Phrasal verbs- ‘take’ part 4
Here is the final part of our look at some common expressions using the verb ‘to take ‘ combined with particles:
‘to take up’ means to start doing a hobby or activity.
- Since he retired, he’s taken up golf.
- I’m thinking of taking up yoga. It will help me relax.
‘to take up’ also means to take a particular quantity of space or time.
- This sofa is too big. It takes up too much space.
- I’m going to stop going to the classes. They take up too much time.
‘to take up’ can also mean to remove something which is fixed down to a surface.
- We’re taking up the tiles and replacing them with a new ones.
- We are going to take up the old floor in the kitchen and put in a wooden one.
‘to take up’ also means to accept an offer or opportunity.
- I’m going to take up your offer of a lift. Can you pick me up at seven?
- He’s going to take up that job offer and move to the office in London.
‘to take up’ means to continue an activity that had been interrupted.
- Jenny came back and took up the story where she had left off.
- When Pete had to leave, I took up the story where he had finished.
‘to take up’ also means to shorten a piece of clothing.
- I’m so short that when I buy jeans, I always have to take them up.
- I had to take the sleeves up a couple of inches as my arms are not as long as yours.
‘to take someone up on something’ means to accept an offer someone has made.
- Bill offered me a ride home so I took him up on it.
- I don’t know whether to take my parents up on their offer of a loan to buy my car.
‘to take someone up on something’ can also mean to ask for an explanation of what they have said or done.

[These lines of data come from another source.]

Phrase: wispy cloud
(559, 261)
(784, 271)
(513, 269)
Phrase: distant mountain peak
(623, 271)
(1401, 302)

- You should have taken him up on it. You can’t let him say things like that.
- I took her up on what she said because I didn’t think it was true.
‘to take up with someone’ means to start a relationship with someone.
- She’s taken up with Johnny who is almost 5 years older than her.
- He took up with a rough gang of boys who lived just down the street.
‘to take something upon yourself’ means to decide to do something without asking first.
- She took it upon herself. If she had asked me, I’d have done it.
- Harry has taken it upon himself to organise everything without talking to us first.